Content for i-Mode, a navigable Internet service for mobile phones, will get another boost from DoCoMo’s three percent acquisition of publishing and film giant Kadokawa Group Holdings. As well as having increased access to manga and film content, DoCoMo subscribers will at the end of June be able to purchase tickets for the 11 multiplexes (92 screens) operated by Kadokawa. Reciprocal advertising for Kadokawa products and future joint-film productions are also a part of the partnership.

Since these new services are generally offered free of charge (with only the basic use fees applying), they are not yet moneymakers. Analysts feel their short-term function is simply to be an alluring loss-leader.

“Carriers need new services and content to win and maintain subscribers,” explains Hiroshi Kamide, an analyst with KBC Securities Japan. “Flashy handsets and price discounting are no longer enough.”

This multitude of options for digital distribution may provide an opportunity to broaden customer bases in a market of 93 million users and $75 billion in annual revenue, but Kadokawa believes that a caveat should be raised over rights management.

“It is technically possible for content intended for the mobile phone to be blocked for other media, such as the personal computer,” says Tomomichi Kitao, general manager in Kadokawa’s group management strategy division. “But we feel further technical restrictions, such as distributing only portions of image products, need to be put in place for copyright protection.”

The relatively short battery length of mobile phones, DoCoMo says, will as well need to be rectified as the market develops.
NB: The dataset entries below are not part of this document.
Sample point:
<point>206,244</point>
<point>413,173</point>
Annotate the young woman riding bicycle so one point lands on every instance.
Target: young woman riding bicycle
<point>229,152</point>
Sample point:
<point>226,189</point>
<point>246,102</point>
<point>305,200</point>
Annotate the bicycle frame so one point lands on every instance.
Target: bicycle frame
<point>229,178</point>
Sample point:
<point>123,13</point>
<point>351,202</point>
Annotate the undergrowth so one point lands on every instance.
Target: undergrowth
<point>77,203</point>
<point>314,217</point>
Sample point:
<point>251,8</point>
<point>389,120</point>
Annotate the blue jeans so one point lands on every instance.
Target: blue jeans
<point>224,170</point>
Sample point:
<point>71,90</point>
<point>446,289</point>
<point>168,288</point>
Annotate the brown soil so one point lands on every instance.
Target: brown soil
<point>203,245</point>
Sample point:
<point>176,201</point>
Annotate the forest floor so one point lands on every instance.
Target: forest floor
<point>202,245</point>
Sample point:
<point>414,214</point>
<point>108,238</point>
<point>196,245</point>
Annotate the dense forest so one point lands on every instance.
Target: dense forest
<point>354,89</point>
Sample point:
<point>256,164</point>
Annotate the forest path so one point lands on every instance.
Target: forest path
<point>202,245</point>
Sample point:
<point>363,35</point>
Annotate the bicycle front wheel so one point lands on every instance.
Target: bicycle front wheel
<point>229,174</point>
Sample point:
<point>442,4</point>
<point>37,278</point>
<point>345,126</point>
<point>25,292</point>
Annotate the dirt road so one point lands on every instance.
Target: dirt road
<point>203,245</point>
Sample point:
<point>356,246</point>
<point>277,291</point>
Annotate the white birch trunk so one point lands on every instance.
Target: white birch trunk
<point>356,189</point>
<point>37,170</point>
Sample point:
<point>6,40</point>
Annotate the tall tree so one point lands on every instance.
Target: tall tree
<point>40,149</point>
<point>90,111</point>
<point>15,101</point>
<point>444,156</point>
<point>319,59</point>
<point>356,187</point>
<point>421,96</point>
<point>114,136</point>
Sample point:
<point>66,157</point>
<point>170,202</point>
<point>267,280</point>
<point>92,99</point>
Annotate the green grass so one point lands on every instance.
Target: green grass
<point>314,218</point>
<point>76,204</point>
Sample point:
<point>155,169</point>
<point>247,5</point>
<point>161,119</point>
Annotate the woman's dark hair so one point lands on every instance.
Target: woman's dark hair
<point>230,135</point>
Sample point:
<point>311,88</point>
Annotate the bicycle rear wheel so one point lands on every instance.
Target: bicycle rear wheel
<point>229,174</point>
But a more immediate concern is selecting suitable content for the attention span of customers peering into a phone screen.

“We are currently considering how to extend the use of video content intended primarily for television to mobile phones,” says DoCoMo’s Tajima.

Other coalitions in the industry include that of DoCoMo’s chief competitor KDDI, which aligned itself with TV Asahi to expand content sent to its Au brand phones as a means of boosting advertising opportunities.

In late 2005 Tokyo Broadcasting System, Japan’s No. 3 network, obtained a 14% stake in mobile phone service eMobile, a subsidiary of broadband company eAccess. EMobile was among three companies granted a mobile phone license in 2005 and is set to launch its services in March.

Perhaps due to vivid memories of the much publicized arrest last year of Takafumi Horie, then president of Internet portal Livedoor, after securities violations were discovered following his firm’s hostile bid for Fuji TV, few in the industry are willing to speculate on where these investments are headed.

Given the lack of a clear means for generating revenue, experts wonder how the new services will take shape down the line.

The long-term priority of these alliances, they say, seems to be as a means of garnering turf.

“It feels like a land-grab exercise,” says analyst Kamide, “where one is hedging his bets over what is an inevitable move toward media convergence.”

Note: A similar version of this article ran in Variety on February 12th as a part of a package on the Berlin Film Festival.